Before immunostaining, embryos were collected and aged at 25°C for 8–12 h after egg deposition to enrich for dorsal closure stages. For F-actin and pMLC stainings, embryos were dechorionated in 50% bleach in PBS, rinsed in water, fixed in 8% formaldehyde in PBS with 0.5 U/ml phalloidin in heptane for 30 min, hand devitellinized, washed with PBST, blocked for 1 h in PBST + 1%BSA, stained overnight at 4°C with pMLC antibody (see following paragraph for dilution), then washed with PBST and incubated overnight at 4°C with secondary antibody diluted in PBST + 1% BSA and stained for 4 h with 0.5 U/ml Alexa Fluor 555–conjugated phalloidin (dried of methanol; Invitrogen). For all other immunostaining, embryos were dechorionated in 50% bleach in PBS then rinsed with water. For fixation, 10 ml boiling hot Triton X-100 salt solution (TSS; 70 mM NaCl and 0.03% Triton X-100) was added to the dechorionated embryos in a glass scintillation vial, and the embryos were swirled for 15 s. 10 ml ice-cold TSS was then added to the embryos followed by incubation on ice for 20 min. The solution was removed and replaced with 50% methanol in heptane, and the tube was shaken vigorously by hand for ∼30 s. Only embryos that sank to the bottom of the vial after this step were collected for staining. The heptane was then removed, and the embryos were rinsed with methanol and stored at −20°C for at least 2 d before staining.
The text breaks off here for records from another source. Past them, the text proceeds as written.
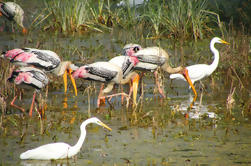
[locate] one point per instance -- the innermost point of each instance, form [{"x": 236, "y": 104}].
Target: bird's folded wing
[
  {"x": 102, "y": 72},
  {"x": 153, "y": 59}
]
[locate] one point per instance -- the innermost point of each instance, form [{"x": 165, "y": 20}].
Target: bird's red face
[
  {"x": 80, "y": 72},
  {"x": 22, "y": 77},
  {"x": 12, "y": 53},
  {"x": 132, "y": 50},
  {"x": 134, "y": 60}
]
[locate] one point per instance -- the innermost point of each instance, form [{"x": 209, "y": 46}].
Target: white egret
[
  {"x": 60, "y": 150},
  {"x": 199, "y": 71}
]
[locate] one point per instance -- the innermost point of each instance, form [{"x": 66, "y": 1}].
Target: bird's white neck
[
  {"x": 76, "y": 148},
  {"x": 61, "y": 68},
  {"x": 215, "y": 63}
]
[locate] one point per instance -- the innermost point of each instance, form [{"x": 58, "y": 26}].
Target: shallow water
[{"x": 156, "y": 134}]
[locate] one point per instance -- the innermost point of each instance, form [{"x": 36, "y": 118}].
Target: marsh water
[{"x": 156, "y": 133}]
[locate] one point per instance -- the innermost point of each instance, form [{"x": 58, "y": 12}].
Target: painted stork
[
  {"x": 44, "y": 59},
  {"x": 107, "y": 72},
  {"x": 200, "y": 71},
  {"x": 152, "y": 58},
  {"x": 27, "y": 77},
  {"x": 13, "y": 12}
]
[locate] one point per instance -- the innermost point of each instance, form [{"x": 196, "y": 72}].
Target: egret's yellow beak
[
  {"x": 135, "y": 83},
  {"x": 69, "y": 71},
  {"x": 186, "y": 75},
  {"x": 105, "y": 126},
  {"x": 224, "y": 42}
]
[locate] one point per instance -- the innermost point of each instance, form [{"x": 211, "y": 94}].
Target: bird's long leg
[
  {"x": 13, "y": 105},
  {"x": 157, "y": 82},
  {"x": 135, "y": 84},
  {"x": 73, "y": 81},
  {"x": 100, "y": 98},
  {"x": 122, "y": 97},
  {"x": 65, "y": 81},
  {"x": 33, "y": 100},
  {"x": 187, "y": 77},
  {"x": 117, "y": 94}
]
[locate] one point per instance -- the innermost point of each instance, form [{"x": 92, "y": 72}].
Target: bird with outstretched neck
[
  {"x": 152, "y": 58},
  {"x": 200, "y": 71},
  {"x": 61, "y": 150}
]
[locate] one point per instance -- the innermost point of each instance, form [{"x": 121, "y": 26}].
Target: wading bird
[
  {"x": 109, "y": 73},
  {"x": 28, "y": 77},
  {"x": 13, "y": 12},
  {"x": 152, "y": 58},
  {"x": 127, "y": 65},
  {"x": 199, "y": 71},
  {"x": 44, "y": 59},
  {"x": 61, "y": 150}
]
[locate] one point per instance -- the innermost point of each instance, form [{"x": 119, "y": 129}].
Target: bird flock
[{"x": 34, "y": 65}]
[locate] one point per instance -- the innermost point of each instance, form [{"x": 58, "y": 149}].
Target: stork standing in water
[
  {"x": 44, "y": 59},
  {"x": 13, "y": 12},
  {"x": 200, "y": 71},
  {"x": 28, "y": 77},
  {"x": 152, "y": 58},
  {"x": 110, "y": 73}
]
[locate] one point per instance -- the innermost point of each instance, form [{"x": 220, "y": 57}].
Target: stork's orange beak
[
  {"x": 73, "y": 82},
  {"x": 186, "y": 75},
  {"x": 65, "y": 81},
  {"x": 135, "y": 83},
  {"x": 24, "y": 31}
]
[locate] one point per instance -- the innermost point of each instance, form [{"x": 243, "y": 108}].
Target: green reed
[{"x": 68, "y": 15}]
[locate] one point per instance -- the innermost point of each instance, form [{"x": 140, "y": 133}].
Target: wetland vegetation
[{"x": 156, "y": 131}]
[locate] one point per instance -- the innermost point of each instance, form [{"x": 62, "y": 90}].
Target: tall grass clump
[
  {"x": 67, "y": 15},
  {"x": 185, "y": 19}
]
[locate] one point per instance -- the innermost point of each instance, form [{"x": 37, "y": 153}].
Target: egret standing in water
[
  {"x": 61, "y": 150},
  {"x": 13, "y": 11},
  {"x": 199, "y": 71}
]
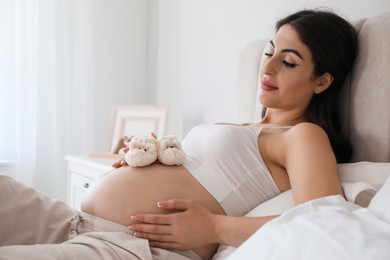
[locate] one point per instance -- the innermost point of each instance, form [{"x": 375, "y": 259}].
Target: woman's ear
[{"x": 323, "y": 82}]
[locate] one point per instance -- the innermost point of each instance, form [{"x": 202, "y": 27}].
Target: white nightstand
[{"x": 82, "y": 171}]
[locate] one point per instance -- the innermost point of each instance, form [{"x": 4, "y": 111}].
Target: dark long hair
[{"x": 333, "y": 45}]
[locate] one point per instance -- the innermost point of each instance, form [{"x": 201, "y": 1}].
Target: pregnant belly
[{"x": 127, "y": 191}]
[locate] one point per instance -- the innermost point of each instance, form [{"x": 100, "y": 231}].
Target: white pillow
[
  {"x": 355, "y": 177},
  {"x": 380, "y": 204}
]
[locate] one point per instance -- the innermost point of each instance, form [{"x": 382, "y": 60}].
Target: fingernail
[{"x": 161, "y": 204}]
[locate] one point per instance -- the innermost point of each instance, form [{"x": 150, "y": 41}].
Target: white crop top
[{"x": 226, "y": 160}]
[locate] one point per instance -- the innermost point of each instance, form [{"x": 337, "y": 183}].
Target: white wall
[{"x": 198, "y": 45}]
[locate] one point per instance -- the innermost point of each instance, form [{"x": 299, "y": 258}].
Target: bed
[{"x": 332, "y": 227}]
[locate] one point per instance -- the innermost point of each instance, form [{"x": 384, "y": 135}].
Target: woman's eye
[{"x": 289, "y": 64}]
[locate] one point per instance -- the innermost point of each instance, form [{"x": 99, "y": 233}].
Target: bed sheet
[{"x": 326, "y": 228}]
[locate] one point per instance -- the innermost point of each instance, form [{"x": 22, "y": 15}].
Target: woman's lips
[{"x": 265, "y": 85}]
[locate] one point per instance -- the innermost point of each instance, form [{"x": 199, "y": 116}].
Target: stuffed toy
[{"x": 145, "y": 150}]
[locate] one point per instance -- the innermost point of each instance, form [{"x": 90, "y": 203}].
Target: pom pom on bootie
[
  {"x": 143, "y": 151},
  {"x": 170, "y": 151}
]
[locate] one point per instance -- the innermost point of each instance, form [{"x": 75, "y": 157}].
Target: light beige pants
[{"x": 34, "y": 226}]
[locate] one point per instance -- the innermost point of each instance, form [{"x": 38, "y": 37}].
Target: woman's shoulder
[
  {"x": 306, "y": 128},
  {"x": 306, "y": 132}
]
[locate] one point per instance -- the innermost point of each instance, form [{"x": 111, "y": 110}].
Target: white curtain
[{"x": 46, "y": 109}]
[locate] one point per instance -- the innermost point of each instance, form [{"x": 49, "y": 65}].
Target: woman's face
[{"x": 286, "y": 74}]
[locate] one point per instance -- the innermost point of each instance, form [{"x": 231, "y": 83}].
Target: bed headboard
[{"x": 365, "y": 100}]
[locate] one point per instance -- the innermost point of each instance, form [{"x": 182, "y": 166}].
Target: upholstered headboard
[{"x": 365, "y": 100}]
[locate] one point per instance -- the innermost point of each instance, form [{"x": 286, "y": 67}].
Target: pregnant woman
[{"x": 184, "y": 212}]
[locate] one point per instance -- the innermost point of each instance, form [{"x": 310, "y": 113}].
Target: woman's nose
[{"x": 268, "y": 67}]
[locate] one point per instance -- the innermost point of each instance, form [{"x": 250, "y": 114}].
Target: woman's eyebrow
[{"x": 288, "y": 50}]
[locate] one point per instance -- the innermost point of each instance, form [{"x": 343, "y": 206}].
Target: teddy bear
[{"x": 145, "y": 150}]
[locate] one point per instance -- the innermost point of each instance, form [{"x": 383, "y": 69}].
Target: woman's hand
[{"x": 191, "y": 226}]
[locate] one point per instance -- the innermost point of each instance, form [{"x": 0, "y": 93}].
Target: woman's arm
[
  {"x": 310, "y": 163},
  {"x": 194, "y": 226}
]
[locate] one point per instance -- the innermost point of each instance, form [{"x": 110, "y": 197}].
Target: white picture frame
[{"x": 137, "y": 120}]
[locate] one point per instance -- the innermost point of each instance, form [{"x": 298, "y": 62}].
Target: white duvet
[{"x": 326, "y": 228}]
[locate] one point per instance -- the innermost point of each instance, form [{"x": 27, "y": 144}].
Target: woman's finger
[
  {"x": 159, "y": 219},
  {"x": 176, "y": 204},
  {"x": 151, "y": 229}
]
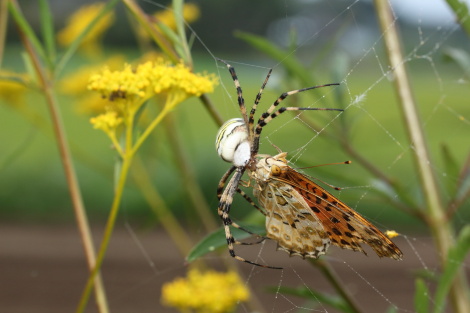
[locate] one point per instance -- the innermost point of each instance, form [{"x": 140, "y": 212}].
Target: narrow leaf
[
  {"x": 26, "y": 29},
  {"x": 451, "y": 168},
  {"x": 455, "y": 258},
  {"x": 421, "y": 296},
  {"x": 76, "y": 43},
  {"x": 47, "y": 28}
]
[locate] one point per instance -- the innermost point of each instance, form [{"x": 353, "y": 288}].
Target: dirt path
[{"x": 42, "y": 269}]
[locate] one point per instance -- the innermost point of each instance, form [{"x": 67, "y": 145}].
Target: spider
[{"x": 238, "y": 143}]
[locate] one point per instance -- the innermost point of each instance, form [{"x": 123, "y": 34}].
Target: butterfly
[{"x": 305, "y": 219}]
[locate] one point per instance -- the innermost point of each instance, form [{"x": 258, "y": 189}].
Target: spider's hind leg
[{"x": 223, "y": 210}]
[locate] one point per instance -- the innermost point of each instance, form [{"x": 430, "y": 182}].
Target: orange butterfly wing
[{"x": 345, "y": 227}]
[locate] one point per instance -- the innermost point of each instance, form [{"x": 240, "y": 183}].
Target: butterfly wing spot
[
  {"x": 345, "y": 227},
  {"x": 290, "y": 223}
]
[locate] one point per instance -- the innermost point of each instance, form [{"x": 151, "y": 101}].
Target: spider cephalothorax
[{"x": 302, "y": 217}]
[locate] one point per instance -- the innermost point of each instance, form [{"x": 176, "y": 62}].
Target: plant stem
[
  {"x": 108, "y": 230},
  {"x": 195, "y": 193},
  {"x": 3, "y": 27},
  {"x": 70, "y": 174},
  {"x": 438, "y": 223}
]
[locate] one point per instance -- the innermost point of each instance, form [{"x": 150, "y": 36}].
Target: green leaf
[
  {"x": 26, "y": 29},
  {"x": 455, "y": 258},
  {"x": 421, "y": 296},
  {"x": 451, "y": 169},
  {"x": 333, "y": 301},
  {"x": 217, "y": 239}
]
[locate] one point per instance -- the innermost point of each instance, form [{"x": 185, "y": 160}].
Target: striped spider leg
[{"x": 238, "y": 143}]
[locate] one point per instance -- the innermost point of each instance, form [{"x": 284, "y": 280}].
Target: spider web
[{"x": 375, "y": 127}]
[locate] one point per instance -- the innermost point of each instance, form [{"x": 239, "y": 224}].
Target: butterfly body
[{"x": 304, "y": 219}]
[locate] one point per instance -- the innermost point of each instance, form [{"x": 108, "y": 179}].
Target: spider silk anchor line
[{"x": 302, "y": 217}]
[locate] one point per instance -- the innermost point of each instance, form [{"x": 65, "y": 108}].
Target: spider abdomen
[{"x": 232, "y": 142}]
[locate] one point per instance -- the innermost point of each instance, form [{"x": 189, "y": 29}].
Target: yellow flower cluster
[
  {"x": 107, "y": 122},
  {"x": 391, "y": 234},
  {"x": 77, "y": 23},
  {"x": 136, "y": 85},
  {"x": 208, "y": 292},
  {"x": 190, "y": 14},
  {"x": 12, "y": 87}
]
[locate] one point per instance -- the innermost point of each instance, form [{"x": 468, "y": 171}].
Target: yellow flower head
[
  {"x": 108, "y": 122},
  {"x": 190, "y": 14},
  {"x": 76, "y": 84},
  {"x": 79, "y": 21},
  {"x": 391, "y": 234},
  {"x": 208, "y": 292},
  {"x": 134, "y": 85}
]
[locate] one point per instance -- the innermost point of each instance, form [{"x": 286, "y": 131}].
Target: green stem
[
  {"x": 108, "y": 231},
  {"x": 69, "y": 170},
  {"x": 438, "y": 223},
  {"x": 461, "y": 10},
  {"x": 3, "y": 27},
  {"x": 195, "y": 193}
]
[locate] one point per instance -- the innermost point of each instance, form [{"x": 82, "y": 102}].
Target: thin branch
[{"x": 437, "y": 220}]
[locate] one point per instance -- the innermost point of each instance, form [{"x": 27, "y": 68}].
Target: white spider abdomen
[{"x": 232, "y": 142}]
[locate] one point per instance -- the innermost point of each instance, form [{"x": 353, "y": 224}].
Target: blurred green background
[{"x": 32, "y": 185}]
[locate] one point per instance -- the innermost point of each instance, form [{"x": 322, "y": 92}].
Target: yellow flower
[
  {"x": 132, "y": 86},
  {"x": 208, "y": 292},
  {"x": 12, "y": 87},
  {"x": 76, "y": 84},
  {"x": 108, "y": 122},
  {"x": 190, "y": 14},
  {"x": 391, "y": 234},
  {"x": 79, "y": 21}
]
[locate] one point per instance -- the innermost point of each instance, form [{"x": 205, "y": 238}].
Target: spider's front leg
[{"x": 223, "y": 210}]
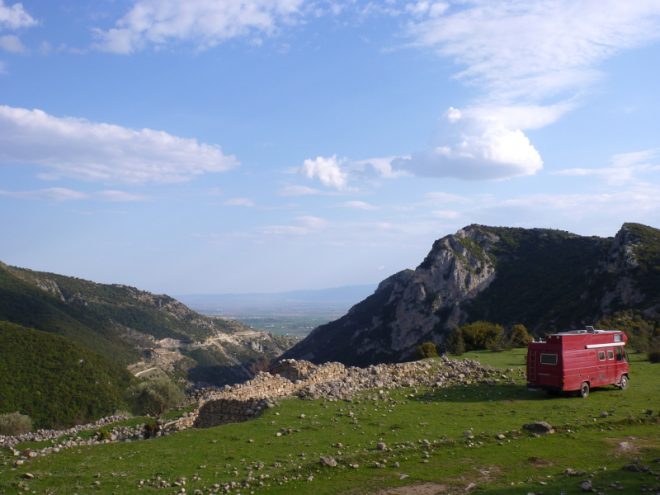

Antibodies used in this study were anti-Arm N2 7A1 supernatant (mouse; 1:100; Developmental Studies Hybridoma Bank [DSHB]), anti-Ena 5G2 supernatant (mouse; 1:200; DSHB), anti-pMLC (Thr18 Ser19; embryo staining; rabbit; 1:250; Cell Signaling Technology), anti-pMLC (Ser19; egg chamber staining; rabbit; 1:250; Cell Signaling Technology), anti-zipper (rabbit; 1:600; provided by D. Kiehart, Duke University, Durham, NC; Kiehart and Feghali, 1986), anti-Dia (rabbit; 1:2,500; provided by S. Wasserman, University of California, San Diego, La Jolla, CA; Afshar et al., 2000), anti-Ed (rat; 1:1,000; Laplante and Nilson, 2006), anti-Ed (rabbit; 1:1,000), anti–Discs Large 4F3 supernatant (mouse; 1:100; DSHB), anti-Coracle (mouse; 1:500; provided by R. Fehon, University of Chicago, Chicago, IL; Fehon et al., 1994), anti-Baz (rat; 1:1,000; provided by A. Wodarz, University of Gottingen, Gottingen, Germany; Wodarz et al., 1999), anti-Fmi #74 supernatant (mouse; 1:50; DSHB), and anti-RhoGEF2 (rabbit; 1:2,000; provided by S. Rogers, University of North Carolina at Chapel Hill, Chapel Hill, NC; Rogers et al., 2004). The recombinant Ed protein was generated and purified as described previously (Laplante and Nilson, 2006) and used to immunize rabbits. All secondary antibodies (Invitrogen) were highly cross-adsorbed Alexa Fluor–conjugated anti-IgG, preblocked against fixed embryos, and used at a final concentration of 1:1,000 overnight at 4°C.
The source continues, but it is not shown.